Corona als Angriffswaffe

Ich erfahre gehäuft von Situationen, in welchen Menschen verbal oder durch Taten damit drohen, ihr Gegenüber mit Corona zu infizieren.

So berichtet mir zum Beispiel ein Bekannter, der an einer Tankstelle einen anderen Kunden gebeten hat, einen Schritt zur Seite zu gehen, damit er mit dem nötigen Sicherheitsabstand durch die Eingangstüre treten könnte, dass dieser andere Kunde sich wortlos zu ihm umgedreht und ihn mit willentlich hervorgebrachtem Husten angehustet hat.

Hier hat sich ganz offensichtlich jemand geärgert, nämlich darüber, angesprochen und vielleicht auf ein Fehlverhalten im Sinne einer mangelnden Rücksichtnahme aufmerksam gemacht  worden zu sein, und hat diesen Ärger in eine Handlung umgesetzt. Vor wenigen Wochen hätte dieser Mensch vielleicht gesagt: „Lass mich in Ruhe!“ oder „Du Idiot!“, in extremeren Fällen hätte sich vielleicht dem anderen noch mehr in den Weg gestellt oder ihn gar zur Seite geschubst.

Aggressives Verhalten hat hier offenbar ein neues Gesicht gefunden: Egal ob man nun selbst infiziert ist oder nicht, man kann einen anderen in Sorge eventuell auch in Angst versetzen, in dem man ihn an hustet, und dieser sichin der nächsten Zeit davor fürchten muss, ob er nun mit Corona infiziert ist oder nicht. Sollte der Huster darum wissen, dass er infiziert ist, erfüllt dieses Verhalten wahrscheinlich sogar den Tatbestand einer vorsätzlichen Körperverletzung.

Was spielt sich hier nun psychologisch ab?

Ärgernisse und Frustrationen, die zu erlebten Aggressionenund in der Folge zu aggressivem Verhalten führen, hat es im Alltag zu jeder Zeit und an jedem Ort gegeben. Die Art und Weise, wie diese Aggressionen ausgelebt werden, unterscheidet sich selbstverständlich nach Kultur, hier insbesondere danach, welche kulturellen Formen und Vorbilder im Alltag vorgelebt und wahrgenommen werden, nach individueller Persönlichkeit und natürlich auch nach der aktuellen Situation.
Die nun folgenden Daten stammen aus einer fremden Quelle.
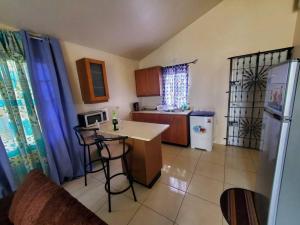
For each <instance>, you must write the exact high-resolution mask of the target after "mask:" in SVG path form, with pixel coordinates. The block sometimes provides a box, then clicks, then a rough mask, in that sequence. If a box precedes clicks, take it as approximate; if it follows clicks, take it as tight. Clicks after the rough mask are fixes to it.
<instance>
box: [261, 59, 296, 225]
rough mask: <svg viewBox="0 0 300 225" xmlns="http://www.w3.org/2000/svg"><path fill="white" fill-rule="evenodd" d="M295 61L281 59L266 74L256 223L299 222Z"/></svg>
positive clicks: (265, 224) (295, 75)
mask: <svg viewBox="0 0 300 225" xmlns="http://www.w3.org/2000/svg"><path fill="white" fill-rule="evenodd" d="M299 65H300V64H299V61H297V60H291V61H287V62H285V63H281V64H279V65H276V66H274V67H272V68H271V69H270V71H269V73H268V77H267V89H266V98H265V103H264V107H265V108H264V117H263V125H262V135H263V138H262V142H261V144H260V157H259V166H258V170H257V181H256V193H257V194H256V196H255V206H256V211H257V214H258V218H259V221H260V225H299V224H300V79H299Z"/></svg>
Man kann nahezu alles auch zu einer individuellen Angriffswaffe ummünzen, hier wird sich die allgemein bestehende Angst vor einer Corona-Infektion zu Nutze gemacht, um einem anderen Menschen Angst einzujagen.

Irgendwie hat dieses Verhalten den Charakter einer Bestrafung und/oder eines Erziehungsversuches: Du sollst lernen, wenn du mir so begegnest (mich belehrst, mich auf ein Fehlverhalten aufmerksam machst bzw. glaubst, mir Befehle erteilen zu können), dann geht es dir hinterher schlecht, weil du Angst haben musst, und du sollst lernen, mir nie wieder so entgegenzutreten!
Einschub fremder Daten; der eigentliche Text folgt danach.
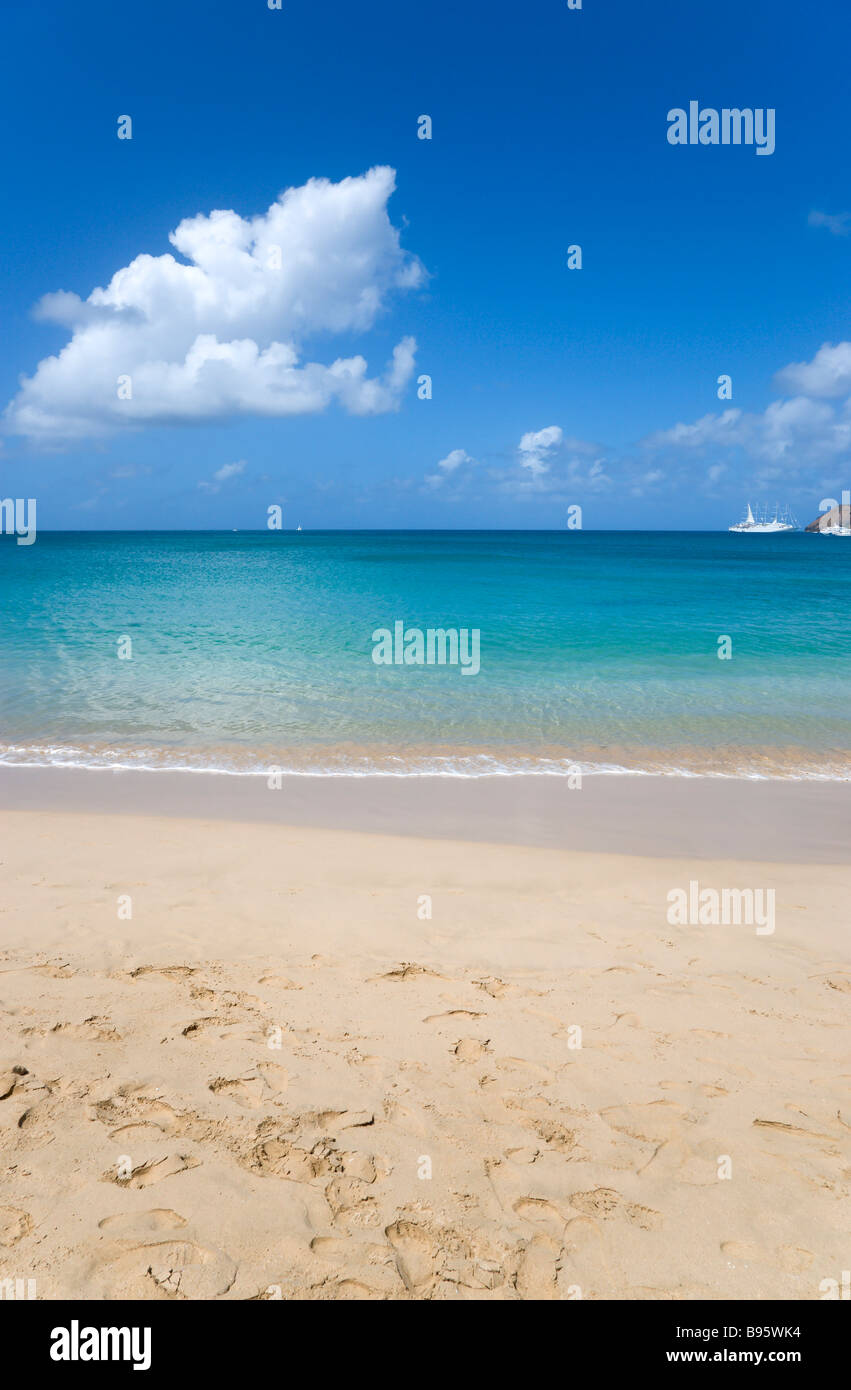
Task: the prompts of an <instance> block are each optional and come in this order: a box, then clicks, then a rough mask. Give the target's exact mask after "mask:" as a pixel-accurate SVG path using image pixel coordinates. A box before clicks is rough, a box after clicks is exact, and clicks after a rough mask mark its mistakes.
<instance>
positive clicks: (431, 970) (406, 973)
mask: <svg viewBox="0 0 851 1390" xmlns="http://www.w3.org/2000/svg"><path fill="white" fill-rule="evenodd" d="M419 976H420V977H421V976H430V977H431V979H432V980H445V979H446V976H445V974H438V973H437V970H430V969H428V967H427V966H424V965H416V963H414V962H413V960H403V962H402V965H400V966H398V969H396V970H388V972H387V974H377V976H373V979H374V980H416V979H417V977H419Z"/></svg>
Aggressionen dieser Art waren und sind im Alltag leider überall anzutreffen, die konkrete Ausgestaltung, hier die Angst vor einer Corona-Infektion zu instrumentalisieren und damit tatsächlich jemanden in Gefahr zu bringen, ist der Situation geschuldet neu, und das Ausmaß der realen Gefahr unberechenbar und damit größer, als wenn jemand einen anderen als Idioten tituliert oder sogar ihn schubsen würde; niemand von uns kann wissen, ob er aktuell gerade ansteckend sein könnte, und noch weniger kann man wissen, ob das Gegenüber einer Risikogruppe angehört und durch eine Infektion tatsächlich in einen lebensbedrohlichen Zustand geraten bzw. sein Leben verlieren könnte.